As some may have noticed, this blog also shows the RSS feed of the RibTools project.. commits comments say little but are certainly more frequent than blog posts.
Twitter to me also seems like version control commit comments. I sort of use it that way, makes sense. I also like the fact that unlike instant messengers it doesn't have to be instantaneous, so it's not as distracting (though it's public by default 8)

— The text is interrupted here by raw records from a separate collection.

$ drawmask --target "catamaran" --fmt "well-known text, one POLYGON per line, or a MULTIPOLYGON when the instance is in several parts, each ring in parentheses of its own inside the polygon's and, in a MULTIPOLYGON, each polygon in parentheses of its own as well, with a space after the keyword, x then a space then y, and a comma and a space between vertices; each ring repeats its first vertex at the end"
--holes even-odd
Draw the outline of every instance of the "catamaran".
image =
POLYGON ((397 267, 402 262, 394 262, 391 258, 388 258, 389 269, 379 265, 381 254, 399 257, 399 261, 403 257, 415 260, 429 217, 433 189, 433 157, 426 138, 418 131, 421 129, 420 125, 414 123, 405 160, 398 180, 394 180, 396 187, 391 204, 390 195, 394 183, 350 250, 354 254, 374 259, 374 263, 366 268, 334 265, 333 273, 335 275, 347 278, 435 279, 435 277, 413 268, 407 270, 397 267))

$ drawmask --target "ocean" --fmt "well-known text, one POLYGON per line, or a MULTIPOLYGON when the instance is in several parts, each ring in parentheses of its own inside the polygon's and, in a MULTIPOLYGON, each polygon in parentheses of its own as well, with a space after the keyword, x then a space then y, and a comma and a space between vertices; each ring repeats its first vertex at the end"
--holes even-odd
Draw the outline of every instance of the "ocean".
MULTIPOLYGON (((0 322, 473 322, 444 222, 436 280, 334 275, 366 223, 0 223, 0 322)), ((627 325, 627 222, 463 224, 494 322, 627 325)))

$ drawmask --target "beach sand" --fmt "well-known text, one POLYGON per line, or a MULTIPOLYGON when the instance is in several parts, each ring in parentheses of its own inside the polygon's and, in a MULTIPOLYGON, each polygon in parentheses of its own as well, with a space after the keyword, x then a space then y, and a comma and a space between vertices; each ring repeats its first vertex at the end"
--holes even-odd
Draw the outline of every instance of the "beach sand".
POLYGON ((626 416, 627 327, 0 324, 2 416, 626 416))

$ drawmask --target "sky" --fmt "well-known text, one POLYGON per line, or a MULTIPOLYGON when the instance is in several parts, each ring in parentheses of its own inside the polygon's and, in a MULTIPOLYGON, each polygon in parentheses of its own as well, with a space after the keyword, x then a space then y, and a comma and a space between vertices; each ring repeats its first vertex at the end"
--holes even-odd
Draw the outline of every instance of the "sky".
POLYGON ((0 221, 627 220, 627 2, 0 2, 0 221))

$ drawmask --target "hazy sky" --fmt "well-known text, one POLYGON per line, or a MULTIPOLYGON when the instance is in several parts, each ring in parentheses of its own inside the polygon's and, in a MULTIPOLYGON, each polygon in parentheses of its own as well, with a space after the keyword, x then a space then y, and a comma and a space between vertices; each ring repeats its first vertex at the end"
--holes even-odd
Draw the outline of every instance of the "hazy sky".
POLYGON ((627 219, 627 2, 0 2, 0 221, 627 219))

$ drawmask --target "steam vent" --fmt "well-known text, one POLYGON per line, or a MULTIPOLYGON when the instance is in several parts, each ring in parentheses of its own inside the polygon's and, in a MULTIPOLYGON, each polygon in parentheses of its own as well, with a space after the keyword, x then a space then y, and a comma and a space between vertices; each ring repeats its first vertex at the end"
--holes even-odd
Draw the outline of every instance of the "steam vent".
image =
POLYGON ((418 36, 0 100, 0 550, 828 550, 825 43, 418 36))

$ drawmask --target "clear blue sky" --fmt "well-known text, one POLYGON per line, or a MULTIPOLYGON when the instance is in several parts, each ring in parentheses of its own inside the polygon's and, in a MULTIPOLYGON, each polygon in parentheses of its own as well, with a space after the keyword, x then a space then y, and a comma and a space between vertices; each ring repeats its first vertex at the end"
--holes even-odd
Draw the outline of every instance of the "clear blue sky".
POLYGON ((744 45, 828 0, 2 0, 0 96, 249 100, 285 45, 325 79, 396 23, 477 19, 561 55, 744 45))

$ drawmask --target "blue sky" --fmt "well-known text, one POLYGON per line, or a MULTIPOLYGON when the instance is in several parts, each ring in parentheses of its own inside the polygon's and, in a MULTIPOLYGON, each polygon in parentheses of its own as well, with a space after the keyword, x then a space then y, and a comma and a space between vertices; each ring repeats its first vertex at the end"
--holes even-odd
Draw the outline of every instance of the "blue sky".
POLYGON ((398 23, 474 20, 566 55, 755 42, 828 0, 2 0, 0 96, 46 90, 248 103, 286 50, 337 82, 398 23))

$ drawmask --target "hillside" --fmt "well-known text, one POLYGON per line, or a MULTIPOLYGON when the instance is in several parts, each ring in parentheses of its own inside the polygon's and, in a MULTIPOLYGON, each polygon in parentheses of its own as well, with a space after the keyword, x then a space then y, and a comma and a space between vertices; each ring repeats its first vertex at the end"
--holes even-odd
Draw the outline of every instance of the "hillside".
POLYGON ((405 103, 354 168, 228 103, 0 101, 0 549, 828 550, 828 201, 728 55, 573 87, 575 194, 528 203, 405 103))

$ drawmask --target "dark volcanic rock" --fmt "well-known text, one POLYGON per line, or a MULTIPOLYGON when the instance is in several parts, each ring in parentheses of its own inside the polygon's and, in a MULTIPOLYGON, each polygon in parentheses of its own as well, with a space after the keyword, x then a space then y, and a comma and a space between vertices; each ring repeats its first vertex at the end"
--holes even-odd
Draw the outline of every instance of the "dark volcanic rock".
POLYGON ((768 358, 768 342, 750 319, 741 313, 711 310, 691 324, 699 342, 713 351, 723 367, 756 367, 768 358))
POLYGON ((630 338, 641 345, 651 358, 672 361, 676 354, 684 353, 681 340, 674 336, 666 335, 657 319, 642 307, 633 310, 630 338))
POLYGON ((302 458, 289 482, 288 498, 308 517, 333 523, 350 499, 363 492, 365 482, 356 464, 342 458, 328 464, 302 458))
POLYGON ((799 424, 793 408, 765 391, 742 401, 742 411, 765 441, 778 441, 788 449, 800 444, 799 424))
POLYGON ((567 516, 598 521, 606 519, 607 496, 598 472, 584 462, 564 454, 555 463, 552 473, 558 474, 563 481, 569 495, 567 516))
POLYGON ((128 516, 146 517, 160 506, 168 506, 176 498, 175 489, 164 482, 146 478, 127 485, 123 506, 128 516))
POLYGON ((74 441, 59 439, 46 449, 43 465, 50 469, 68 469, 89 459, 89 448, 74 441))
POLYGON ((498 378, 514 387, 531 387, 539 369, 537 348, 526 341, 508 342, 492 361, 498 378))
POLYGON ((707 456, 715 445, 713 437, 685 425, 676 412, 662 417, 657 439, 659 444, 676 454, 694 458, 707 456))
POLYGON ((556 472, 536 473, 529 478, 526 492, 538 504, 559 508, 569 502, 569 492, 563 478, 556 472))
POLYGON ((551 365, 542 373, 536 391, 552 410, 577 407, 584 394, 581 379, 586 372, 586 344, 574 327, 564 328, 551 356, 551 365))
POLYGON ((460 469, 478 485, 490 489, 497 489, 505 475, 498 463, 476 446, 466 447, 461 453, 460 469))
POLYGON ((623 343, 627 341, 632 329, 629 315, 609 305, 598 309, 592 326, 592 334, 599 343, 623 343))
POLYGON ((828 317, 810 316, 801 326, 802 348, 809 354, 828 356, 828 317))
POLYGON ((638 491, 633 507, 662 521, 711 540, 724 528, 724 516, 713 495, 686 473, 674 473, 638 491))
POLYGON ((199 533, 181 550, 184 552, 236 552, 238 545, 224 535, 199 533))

Anyway, as of the commit #123, RibRender supports Larrabee native instructions using the public native instructions prototype include file.
I use the LRB native instructions (LRBni) very much like SSE instructions.. in fact they are often interchangeable !
The key to a simple port was first writing this VecN class template that defines a statically-sized vector.
When compiling for SSE, VecN has a template specialization for size 4 (4 floats) and when compiling for LRBni, VecN has a specialization for 16 floats.
The math library also defines a VecSIMDf to be either 4-floats or 16-floats depending on what is "native".

The renderer/shader portion of the code then will simply use VecSIMDf, and process data in chunks of appropriate size.
A VecSIMDf is actually seen as a scalar, and a Vec3xSIMDf is what one would consider a 3D vector.
In fact, the shader has its types defined as such:

typedef VecSIMDf SlScalar;
typedef Vec3xSIMDf SlColor;
typedef Vec2xSIMDf SlVec2;
typedef Vec3xSIMDf SlVec3;
typedef Vec4xSIMDf SlVec4;

Right now I can just change a define and decide to compile either plain C++ (thought the compiler may add SSE instructions of its own), SSE or LRNni.

I did a few tests and, unsurprisingly, SSE is the fastest by far.
The test is rendering a teapot at full screen (1600x1200 minus my right side task bar), and here are the results.

Test TypeSeconds VecSIMDf Format
NO-SSE 18.51 plain float v[1]
NO-SSE 47.735plain float v[4]
NO-SSE 1611.845plain float v[16]
SSE1.355 128 bit register
LRBni-SSE21.705 512 bit reg (simulated with SSE)
LRBni-C code25.045 512 bit reg (simulated with plain C++)

..ummummm still more places can be optimized. But for now I should switch to work on light shaders.